In 1983, Bona purchased an option to buy an adjacent lot [site of the aborted Sahara Boardwalk Hotel and Casino project] from GNAC Corp., a subsidiary of Golden Nugget, Inc. for $18 million. He also obtained financing on the existing site in 1983 from the San Antonio Savings Association with a mortgage loan for $14.9 million. Plans for the project were expanded to encompass 664 rooms and a 60,000 square foot casino. Bona later took over full control of the casino project but experienced financial difficulties and filed Chapter 11 bankruptcy in August 1985. Just prior to the bankruptcy he had tried to sell some of the proposed rooms as condominium units.

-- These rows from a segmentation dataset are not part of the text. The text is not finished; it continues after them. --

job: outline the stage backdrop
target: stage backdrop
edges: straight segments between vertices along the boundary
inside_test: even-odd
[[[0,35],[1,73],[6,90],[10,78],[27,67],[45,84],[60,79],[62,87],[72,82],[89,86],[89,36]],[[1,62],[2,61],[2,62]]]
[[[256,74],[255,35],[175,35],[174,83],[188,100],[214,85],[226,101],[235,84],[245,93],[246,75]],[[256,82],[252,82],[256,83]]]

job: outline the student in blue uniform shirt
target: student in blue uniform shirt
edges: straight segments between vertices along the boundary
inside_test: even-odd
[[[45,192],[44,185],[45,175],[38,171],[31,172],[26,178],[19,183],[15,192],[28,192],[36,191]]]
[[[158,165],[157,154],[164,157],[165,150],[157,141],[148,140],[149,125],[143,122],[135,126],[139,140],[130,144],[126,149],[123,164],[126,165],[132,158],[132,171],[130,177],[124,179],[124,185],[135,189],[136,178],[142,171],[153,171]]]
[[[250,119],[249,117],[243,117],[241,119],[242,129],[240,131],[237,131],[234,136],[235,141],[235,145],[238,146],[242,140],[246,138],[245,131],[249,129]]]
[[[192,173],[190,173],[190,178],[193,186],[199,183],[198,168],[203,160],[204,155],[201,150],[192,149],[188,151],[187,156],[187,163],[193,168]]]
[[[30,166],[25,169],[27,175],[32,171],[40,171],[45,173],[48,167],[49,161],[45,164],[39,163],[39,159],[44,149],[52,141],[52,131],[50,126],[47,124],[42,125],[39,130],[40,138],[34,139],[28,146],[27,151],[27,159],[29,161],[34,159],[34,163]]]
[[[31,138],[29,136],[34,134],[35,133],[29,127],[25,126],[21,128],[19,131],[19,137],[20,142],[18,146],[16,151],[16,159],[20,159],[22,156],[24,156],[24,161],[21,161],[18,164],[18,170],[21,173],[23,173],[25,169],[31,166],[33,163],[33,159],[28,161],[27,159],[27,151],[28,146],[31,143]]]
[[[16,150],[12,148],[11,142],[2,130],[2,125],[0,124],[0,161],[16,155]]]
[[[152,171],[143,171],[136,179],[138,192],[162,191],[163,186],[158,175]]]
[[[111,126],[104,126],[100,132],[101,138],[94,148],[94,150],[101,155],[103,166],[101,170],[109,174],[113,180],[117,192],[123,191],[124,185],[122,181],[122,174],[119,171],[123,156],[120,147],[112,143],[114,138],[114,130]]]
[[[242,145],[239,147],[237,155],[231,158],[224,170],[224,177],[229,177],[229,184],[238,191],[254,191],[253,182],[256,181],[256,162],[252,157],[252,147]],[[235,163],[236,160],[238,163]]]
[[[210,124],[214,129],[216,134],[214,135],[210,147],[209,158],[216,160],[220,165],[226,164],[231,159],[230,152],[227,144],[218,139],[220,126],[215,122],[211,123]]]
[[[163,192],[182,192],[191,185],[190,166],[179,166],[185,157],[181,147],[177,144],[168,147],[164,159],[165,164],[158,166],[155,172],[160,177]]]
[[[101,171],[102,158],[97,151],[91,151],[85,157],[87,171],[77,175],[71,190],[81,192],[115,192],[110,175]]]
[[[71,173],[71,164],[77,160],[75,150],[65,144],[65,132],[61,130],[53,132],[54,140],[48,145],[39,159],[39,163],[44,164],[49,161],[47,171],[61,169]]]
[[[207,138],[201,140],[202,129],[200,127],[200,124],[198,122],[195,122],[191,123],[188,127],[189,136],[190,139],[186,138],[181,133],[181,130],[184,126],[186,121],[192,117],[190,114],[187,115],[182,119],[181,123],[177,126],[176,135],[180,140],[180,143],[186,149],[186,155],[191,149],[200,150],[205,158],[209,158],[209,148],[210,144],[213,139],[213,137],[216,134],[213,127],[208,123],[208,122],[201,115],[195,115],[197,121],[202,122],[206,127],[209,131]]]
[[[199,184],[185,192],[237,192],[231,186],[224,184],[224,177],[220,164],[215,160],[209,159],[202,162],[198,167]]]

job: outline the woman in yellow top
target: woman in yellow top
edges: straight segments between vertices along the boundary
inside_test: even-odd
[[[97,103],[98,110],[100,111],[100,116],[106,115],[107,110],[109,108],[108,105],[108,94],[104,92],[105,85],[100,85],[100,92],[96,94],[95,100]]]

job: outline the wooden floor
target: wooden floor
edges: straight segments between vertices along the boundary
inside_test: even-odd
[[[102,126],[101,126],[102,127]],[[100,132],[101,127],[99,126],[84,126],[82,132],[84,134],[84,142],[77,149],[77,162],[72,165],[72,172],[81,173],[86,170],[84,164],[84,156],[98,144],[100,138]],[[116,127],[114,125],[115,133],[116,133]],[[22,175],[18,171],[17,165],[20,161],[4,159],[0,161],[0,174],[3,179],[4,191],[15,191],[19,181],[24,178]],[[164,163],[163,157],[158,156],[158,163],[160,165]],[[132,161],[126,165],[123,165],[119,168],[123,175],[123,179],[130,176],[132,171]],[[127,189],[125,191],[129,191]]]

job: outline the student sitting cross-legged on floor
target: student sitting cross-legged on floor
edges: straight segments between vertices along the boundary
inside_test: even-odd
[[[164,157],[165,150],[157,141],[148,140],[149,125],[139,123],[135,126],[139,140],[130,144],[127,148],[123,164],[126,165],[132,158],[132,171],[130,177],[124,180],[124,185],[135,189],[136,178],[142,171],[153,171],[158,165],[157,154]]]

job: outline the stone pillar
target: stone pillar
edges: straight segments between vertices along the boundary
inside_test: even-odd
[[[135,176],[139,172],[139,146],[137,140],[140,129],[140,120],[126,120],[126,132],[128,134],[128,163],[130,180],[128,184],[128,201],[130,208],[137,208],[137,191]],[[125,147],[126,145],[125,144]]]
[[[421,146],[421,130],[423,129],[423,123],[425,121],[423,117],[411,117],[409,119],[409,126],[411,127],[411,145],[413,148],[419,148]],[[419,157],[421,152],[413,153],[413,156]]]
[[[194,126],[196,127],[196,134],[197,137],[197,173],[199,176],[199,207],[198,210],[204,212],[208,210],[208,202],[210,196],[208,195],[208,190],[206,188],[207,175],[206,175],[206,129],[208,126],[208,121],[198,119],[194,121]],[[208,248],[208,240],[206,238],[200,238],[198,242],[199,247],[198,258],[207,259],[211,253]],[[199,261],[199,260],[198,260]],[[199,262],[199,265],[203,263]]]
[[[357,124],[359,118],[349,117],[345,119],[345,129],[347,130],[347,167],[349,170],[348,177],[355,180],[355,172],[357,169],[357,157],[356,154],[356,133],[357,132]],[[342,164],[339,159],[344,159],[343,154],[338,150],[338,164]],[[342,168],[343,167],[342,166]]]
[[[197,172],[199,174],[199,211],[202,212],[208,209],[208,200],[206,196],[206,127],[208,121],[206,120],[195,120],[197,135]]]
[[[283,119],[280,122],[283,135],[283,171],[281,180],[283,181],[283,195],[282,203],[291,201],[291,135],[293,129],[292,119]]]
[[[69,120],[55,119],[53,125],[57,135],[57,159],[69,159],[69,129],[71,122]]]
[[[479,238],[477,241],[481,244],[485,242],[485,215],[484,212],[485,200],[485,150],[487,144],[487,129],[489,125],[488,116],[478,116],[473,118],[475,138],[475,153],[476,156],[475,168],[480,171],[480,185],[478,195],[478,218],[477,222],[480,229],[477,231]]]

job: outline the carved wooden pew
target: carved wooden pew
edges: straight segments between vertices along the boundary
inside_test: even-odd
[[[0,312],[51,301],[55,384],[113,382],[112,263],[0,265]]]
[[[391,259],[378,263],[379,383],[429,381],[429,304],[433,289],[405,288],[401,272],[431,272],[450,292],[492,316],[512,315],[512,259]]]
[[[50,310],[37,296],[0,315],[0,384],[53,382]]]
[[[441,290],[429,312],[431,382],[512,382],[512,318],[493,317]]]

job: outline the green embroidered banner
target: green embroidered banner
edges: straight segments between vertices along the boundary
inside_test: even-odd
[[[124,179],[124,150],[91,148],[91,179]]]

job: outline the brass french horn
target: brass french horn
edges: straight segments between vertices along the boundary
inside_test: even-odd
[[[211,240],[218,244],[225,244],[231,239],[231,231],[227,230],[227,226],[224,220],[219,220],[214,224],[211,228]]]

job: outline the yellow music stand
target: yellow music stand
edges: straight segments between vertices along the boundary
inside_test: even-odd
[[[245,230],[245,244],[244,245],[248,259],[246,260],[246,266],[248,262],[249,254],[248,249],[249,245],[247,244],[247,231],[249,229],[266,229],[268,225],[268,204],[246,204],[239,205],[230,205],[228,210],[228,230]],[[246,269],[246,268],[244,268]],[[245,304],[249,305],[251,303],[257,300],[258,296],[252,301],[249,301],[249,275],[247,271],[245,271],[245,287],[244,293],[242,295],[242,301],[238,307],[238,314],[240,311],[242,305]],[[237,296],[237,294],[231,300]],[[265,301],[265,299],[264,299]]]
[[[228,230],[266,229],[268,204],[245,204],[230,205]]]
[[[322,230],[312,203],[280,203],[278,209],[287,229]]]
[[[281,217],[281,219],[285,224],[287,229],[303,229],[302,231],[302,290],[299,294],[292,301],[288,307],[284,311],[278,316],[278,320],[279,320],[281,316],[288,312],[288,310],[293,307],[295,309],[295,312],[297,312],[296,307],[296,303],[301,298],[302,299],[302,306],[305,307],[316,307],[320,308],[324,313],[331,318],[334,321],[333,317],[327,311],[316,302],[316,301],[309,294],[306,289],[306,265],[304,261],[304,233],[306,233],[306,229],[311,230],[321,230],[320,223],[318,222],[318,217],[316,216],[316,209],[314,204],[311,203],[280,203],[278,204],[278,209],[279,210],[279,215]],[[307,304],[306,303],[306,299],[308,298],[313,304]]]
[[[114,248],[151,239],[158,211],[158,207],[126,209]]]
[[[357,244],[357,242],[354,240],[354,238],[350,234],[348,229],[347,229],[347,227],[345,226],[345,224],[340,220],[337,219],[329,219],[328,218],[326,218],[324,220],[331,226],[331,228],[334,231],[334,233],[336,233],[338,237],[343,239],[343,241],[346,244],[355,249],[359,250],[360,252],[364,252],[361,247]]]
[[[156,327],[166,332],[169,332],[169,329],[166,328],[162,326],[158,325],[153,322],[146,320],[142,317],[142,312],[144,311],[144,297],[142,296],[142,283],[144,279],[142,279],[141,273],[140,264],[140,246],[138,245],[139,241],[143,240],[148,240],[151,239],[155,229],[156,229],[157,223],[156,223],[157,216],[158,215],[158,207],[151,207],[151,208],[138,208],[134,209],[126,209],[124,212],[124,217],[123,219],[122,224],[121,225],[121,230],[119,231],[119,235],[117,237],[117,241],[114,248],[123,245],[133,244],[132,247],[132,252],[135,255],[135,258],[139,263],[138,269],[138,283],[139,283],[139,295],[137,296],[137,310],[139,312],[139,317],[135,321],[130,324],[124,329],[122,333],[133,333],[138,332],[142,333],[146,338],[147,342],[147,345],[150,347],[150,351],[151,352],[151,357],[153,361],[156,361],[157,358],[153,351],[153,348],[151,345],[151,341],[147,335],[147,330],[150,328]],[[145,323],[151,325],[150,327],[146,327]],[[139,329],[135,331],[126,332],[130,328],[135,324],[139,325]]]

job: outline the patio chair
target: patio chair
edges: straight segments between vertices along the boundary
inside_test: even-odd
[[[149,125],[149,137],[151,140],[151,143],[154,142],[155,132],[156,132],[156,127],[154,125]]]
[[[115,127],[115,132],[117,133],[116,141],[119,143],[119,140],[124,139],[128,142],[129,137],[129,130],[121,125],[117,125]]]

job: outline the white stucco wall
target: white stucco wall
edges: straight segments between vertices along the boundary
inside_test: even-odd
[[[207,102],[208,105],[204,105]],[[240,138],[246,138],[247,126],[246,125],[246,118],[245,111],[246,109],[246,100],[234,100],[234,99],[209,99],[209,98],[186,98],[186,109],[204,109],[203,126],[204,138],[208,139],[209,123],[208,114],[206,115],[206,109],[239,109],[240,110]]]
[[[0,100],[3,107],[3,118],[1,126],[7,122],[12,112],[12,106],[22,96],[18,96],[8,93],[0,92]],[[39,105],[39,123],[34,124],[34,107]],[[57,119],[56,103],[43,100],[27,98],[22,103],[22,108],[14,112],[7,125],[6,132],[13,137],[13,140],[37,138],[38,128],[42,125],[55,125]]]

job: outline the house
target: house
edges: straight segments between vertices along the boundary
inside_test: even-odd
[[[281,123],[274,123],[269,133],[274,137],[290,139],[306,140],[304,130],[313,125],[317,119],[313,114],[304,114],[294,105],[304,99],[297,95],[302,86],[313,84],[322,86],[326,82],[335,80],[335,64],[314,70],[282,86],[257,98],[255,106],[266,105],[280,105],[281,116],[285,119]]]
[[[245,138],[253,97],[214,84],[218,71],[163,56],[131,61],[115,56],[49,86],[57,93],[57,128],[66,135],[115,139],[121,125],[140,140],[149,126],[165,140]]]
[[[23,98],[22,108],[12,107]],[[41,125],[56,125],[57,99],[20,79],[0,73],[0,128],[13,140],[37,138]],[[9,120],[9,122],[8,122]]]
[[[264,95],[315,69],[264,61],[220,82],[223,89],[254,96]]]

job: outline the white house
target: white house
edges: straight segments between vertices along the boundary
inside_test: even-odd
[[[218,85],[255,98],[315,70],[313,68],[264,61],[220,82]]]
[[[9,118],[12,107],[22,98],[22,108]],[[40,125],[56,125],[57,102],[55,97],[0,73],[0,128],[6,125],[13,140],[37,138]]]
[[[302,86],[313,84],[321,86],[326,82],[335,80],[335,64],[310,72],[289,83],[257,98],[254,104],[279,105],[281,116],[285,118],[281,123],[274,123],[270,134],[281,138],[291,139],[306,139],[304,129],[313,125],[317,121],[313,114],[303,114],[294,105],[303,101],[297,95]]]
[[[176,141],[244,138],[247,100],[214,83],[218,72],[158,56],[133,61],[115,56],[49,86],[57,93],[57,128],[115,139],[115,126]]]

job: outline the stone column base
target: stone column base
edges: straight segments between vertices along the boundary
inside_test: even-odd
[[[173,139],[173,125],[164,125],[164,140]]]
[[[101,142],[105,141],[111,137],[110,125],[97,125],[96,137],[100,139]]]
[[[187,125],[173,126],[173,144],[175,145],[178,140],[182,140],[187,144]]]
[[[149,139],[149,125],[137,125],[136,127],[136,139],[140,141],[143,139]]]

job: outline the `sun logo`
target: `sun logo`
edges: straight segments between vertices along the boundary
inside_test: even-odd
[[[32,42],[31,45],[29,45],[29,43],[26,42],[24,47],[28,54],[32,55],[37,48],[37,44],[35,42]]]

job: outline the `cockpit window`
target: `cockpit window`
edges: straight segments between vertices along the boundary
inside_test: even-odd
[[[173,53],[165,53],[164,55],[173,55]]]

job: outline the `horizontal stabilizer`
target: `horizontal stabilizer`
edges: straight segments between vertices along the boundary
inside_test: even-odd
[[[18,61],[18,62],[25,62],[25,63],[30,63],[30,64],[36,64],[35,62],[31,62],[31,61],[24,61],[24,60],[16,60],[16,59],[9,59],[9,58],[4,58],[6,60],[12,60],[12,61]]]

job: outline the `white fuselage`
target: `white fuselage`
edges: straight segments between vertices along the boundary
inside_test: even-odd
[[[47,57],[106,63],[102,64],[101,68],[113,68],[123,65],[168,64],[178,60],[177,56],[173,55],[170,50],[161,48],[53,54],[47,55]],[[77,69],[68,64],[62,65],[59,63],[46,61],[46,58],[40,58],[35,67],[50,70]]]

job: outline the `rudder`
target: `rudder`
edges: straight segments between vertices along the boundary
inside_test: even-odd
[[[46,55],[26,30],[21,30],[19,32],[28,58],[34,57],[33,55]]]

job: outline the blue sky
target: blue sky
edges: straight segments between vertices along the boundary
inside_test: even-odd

In 1988, Bona's company was sold to the Royale Group Ltd., owned by Leonard Pelullo (a reputed mob associate involved with the Philadelphia crime family), although Bona was appointed as president of the company. Royale Group Ltd. was formerly known as Cavanagh Communities Corp., which had tried to develop a hotel-casino called Royale Vista in the marina district in the early 1980s, and had also sold land to American Leisure Corp. for their proposed Camelot Hotel/Casino. Royale Group Ltd. was placed in involuntary Chapter 11 bankruptcy in 1989. Bona was incarcerated in 1989 and spent almost two years in the Atlantic County jail on a writ of capia ad satisfaciendum for failing to disclose his assets after a monetary judgment was entered against him in regards to a lawsuit filed by GNAC over the land option deal.

In 1988 New York Developer Robert Cipriano of CDG of New Jersey made a bid to take the unsecured creditors out and restructure the property and assets. Working with unsecured creditors Architect David Jacobson, Perini Construction and various engineers, Cipriano met with San Antonio Savings and other lenders to reorganize the Dunes project, renaming it Cascade Hotel & Casino.

The Resolution Trust Corporation took over the property after the San Antonio Savings Association failed in July 1989 and the bankruptcy was dismissed. The unfinished structure on the property was taken down in 1991. The site was subsequently owned at various times by MGM Mirage, Park Place Entertainment, and Colony Capital. It was sold to AC Gateway LLC in 2006. A plan for a mega-casino was dropped due to the economic downturn, and a joint venture to develop a smaller Hard Rock Hotel and Casino was proposed in July 2011. However, the plan was dropped in September 2012 due to the struggling Atlantic City casino market. Student housing owned by Stockton University opened on the site in 2018.